La popularité, proche du star-system, que rencontrent les pasteurs les plus connus (et cela quelle que soit leur formation religieuse, souvent sommaire) fait d’eux des clients courtisés et des conseillers écoutés des dirigeants et des chefs d’État. D’autant que les évangéliques, qui fonctionnent en réseaux et souvent en lobbies, sont présents dans les secteurs clés de l’administration et diffusent leur message transnational auprès des diasporas émigrées. Grands voyageurs, les pasteurs ont souvent un pied dans les banlieues des grandes capitales européennes, où leurs Églises prospèrent, et un autre dans leur pays d’origine, ce qui en fait des agents d’influence particulièrement efficaces.
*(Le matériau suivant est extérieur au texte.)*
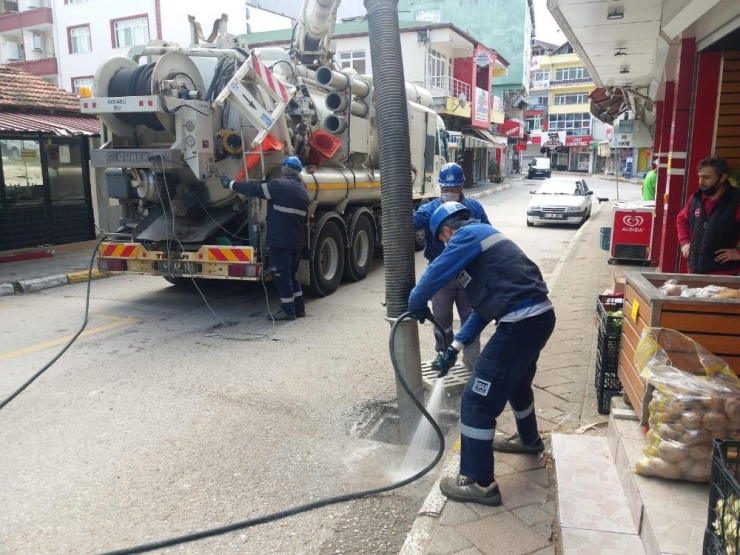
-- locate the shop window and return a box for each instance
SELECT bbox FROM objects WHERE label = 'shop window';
[338,50,366,74]
[1,139,44,208]
[526,115,543,133]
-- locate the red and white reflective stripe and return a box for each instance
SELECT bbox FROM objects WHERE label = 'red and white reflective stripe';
[252,54,289,103]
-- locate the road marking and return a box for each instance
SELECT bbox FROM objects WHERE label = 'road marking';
[0,313,137,362]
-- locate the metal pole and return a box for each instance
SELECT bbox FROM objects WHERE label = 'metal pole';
[365,0,424,440]
[615,146,620,200]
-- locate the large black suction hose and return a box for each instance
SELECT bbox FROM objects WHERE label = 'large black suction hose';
[364,0,415,319]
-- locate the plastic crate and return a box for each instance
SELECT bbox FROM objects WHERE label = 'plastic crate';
[704,441,740,555]
[594,295,624,414]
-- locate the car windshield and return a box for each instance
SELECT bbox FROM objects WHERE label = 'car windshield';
[536,182,579,196]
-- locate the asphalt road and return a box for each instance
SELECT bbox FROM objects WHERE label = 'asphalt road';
[0,174,640,555]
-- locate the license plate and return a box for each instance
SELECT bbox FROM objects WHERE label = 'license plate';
[158,261,202,274]
[544,213,564,219]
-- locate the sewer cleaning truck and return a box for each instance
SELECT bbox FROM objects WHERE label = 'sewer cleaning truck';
[81,0,447,296]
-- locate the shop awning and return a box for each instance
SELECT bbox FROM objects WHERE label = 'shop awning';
[497,118,524,139]
[473,129,507,149]
[589,88,627,124]
[0,112,100,136]
[462,134,496,149]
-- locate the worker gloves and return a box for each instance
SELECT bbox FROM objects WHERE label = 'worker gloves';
[433,346,459,379]
[408,306,433,324]
[220,176,233,189]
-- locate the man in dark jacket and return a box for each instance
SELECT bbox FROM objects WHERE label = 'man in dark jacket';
[222,156,311,320]
[408,202,555,507]
[676,157,740,274]
[413,163,490,368]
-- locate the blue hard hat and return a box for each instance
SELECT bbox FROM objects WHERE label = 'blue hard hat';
[438,163,465,188]
[430,201,471,238]
[282,156,303,171]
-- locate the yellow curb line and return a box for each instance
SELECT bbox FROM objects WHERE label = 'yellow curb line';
[66,269,112,284]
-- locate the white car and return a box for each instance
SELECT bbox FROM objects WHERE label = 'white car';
[527,179,593,227]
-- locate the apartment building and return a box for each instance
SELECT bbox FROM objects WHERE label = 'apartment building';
[523,41,612,173]
[0,0,57,83]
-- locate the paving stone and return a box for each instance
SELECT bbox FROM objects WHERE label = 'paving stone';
[532,547,556,555]
[512,504,553,526]
[535,407,564,422]
[457,512,551,555]
[498,473,548,510]
[521,468,550,488]
[429,525,474,555]
[494,459,518,477]
[468,503,507,518]
[533,521,553,541]
[495,452,546,473]
[533,372,573,389]
[440,502,481,527]
[453,549,485,555]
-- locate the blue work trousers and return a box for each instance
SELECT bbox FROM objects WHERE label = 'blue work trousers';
[459,309,556,483]
[270,247,304,316]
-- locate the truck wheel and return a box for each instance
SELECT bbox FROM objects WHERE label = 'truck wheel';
[343,215,375,282]
[310,220,345,296]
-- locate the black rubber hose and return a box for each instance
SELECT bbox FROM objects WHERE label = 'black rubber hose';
[364,0,415,319]
[108,63,165,131]
[98,313,447,554]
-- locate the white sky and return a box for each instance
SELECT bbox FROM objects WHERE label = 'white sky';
[533,0,564,46]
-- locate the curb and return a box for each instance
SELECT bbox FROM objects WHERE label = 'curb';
[1,269,113,296]
[467,183,511,200]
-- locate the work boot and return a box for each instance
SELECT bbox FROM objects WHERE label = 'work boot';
[492,432,544,455]
[270,309,296,321]
[439,475,502,506]
[295,310,306,318]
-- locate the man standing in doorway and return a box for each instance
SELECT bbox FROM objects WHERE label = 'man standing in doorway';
[413,163,490,368]
[642,161,657,201]
[676,157,740,275]
[222,156,311,320]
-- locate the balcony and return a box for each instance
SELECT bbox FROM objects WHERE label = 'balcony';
[0,6,52,33]
[6,55,57,76]
[425,75,472,103]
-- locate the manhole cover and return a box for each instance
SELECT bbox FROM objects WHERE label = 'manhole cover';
[350,401,459,446]
[421,360,470,392]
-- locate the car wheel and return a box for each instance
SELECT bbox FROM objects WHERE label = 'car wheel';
[526,220,534,227]
[527,172,533,179]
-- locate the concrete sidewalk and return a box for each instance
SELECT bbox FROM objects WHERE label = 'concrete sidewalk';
[401,203,620,555]
[0,179,517,297]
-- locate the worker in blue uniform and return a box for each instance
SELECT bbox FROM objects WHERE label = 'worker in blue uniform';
[221,156,311,321]
[408,202,556,506]
[413,163,490,369]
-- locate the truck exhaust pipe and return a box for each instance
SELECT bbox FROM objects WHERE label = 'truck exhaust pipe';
[324,114,347,133]
[315,66,370,98]
[325,92,369,117]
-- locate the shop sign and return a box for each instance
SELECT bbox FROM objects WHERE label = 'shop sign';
[473,87,490,126]
[514,144,526,151]
[492,95,504,112]
[617,119,634,134]
[606,127,614,139]
[21,148,38,162]
[541,131,564,150]
[476,51,492,67]
[448,134,461,149]
[498,118,524,138]
[565,135,592,147]
[617,133,633,148]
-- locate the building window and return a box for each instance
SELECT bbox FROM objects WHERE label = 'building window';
[338,50,366,74]
[428,48,450,79]
[553,66,590,83]
[72,76,94,95]
[553,92,589,105]
[531,70,550,86]
[68,25,91,54]
[526,115,543,133]
[112,15,150,49]
[548,112,592,136]
[415,9,440,22]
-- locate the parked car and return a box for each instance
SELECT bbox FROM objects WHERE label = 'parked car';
[527,157,552,179]
[527,179,593,227]
[0,139,23,160]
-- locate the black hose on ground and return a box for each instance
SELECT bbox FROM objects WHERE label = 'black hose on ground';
[364,0,416,319]
[98,313,447,554]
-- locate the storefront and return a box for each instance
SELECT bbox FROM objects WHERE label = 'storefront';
[0,67,99,252]
[460,133,495,187]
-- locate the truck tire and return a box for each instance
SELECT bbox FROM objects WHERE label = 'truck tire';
[343,214,375,282]
[310,220,345,296]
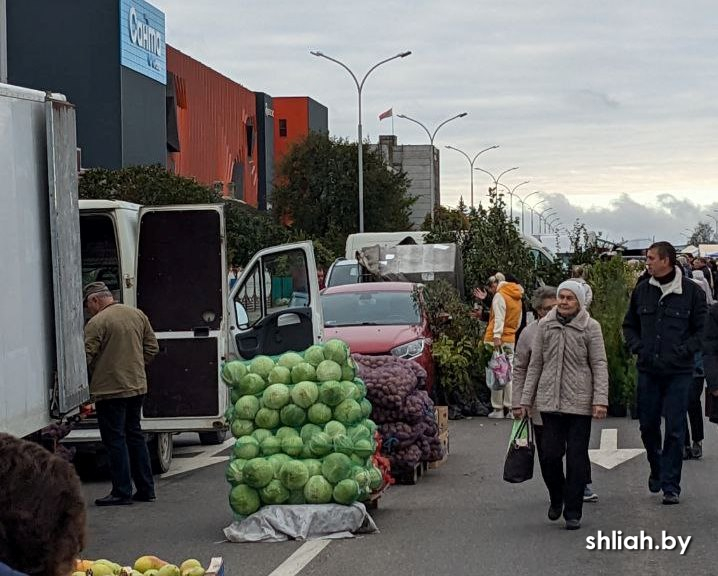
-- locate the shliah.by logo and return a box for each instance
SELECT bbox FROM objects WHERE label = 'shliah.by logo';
[586,531,691,555]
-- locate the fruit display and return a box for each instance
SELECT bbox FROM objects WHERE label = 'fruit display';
[353,354,445,472]
[73,557,209,576]
[222,339,385,517]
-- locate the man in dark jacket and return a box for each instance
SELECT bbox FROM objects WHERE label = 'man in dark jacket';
[623,241,707,505]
De cette relation entre l’au-delà et la politique survient le meilleur comme le pire. Beaucoup de pasteurs évangéliques sont des hommes de bien, dont la parole redonne confiance, resserre le lien social et prône la vertu. Mais il en est d’autres pour qui la religion est une entreprise financière et dont le langage de combat flirte volontiers avec l’éthnonationalisme, la haine de l’étranger, voire l’incitation à la violence : de la Côte d’Ivoire à la RD Congo, les exemples récents de telles dérives sont nombreux. Le risque que représente ce type d’Églises pour les libertés est dans le fond identique à celui que véhicule toute formation religieuse exacerbée, de l’islamisme radical à l’hindouisme militant. L’investissement exigé de la part des fidèles est en effet total, intense, englobant tous les aspects de la vie en échange d’une part hypothétique de la puissance divine – notion dont l’écho est particulier en Afrique.
Sensible depuis la fin des années 1980, la déferlante évangélique est donc devenue l’objet de toutes les convoitises et de toutes les manipulations politiciennes. Au regard du caractère meurtrier qu’a souvent pris, dans le passé, l’interconnexion entre le religieux et la politique, il est permis de s’en inquiéter.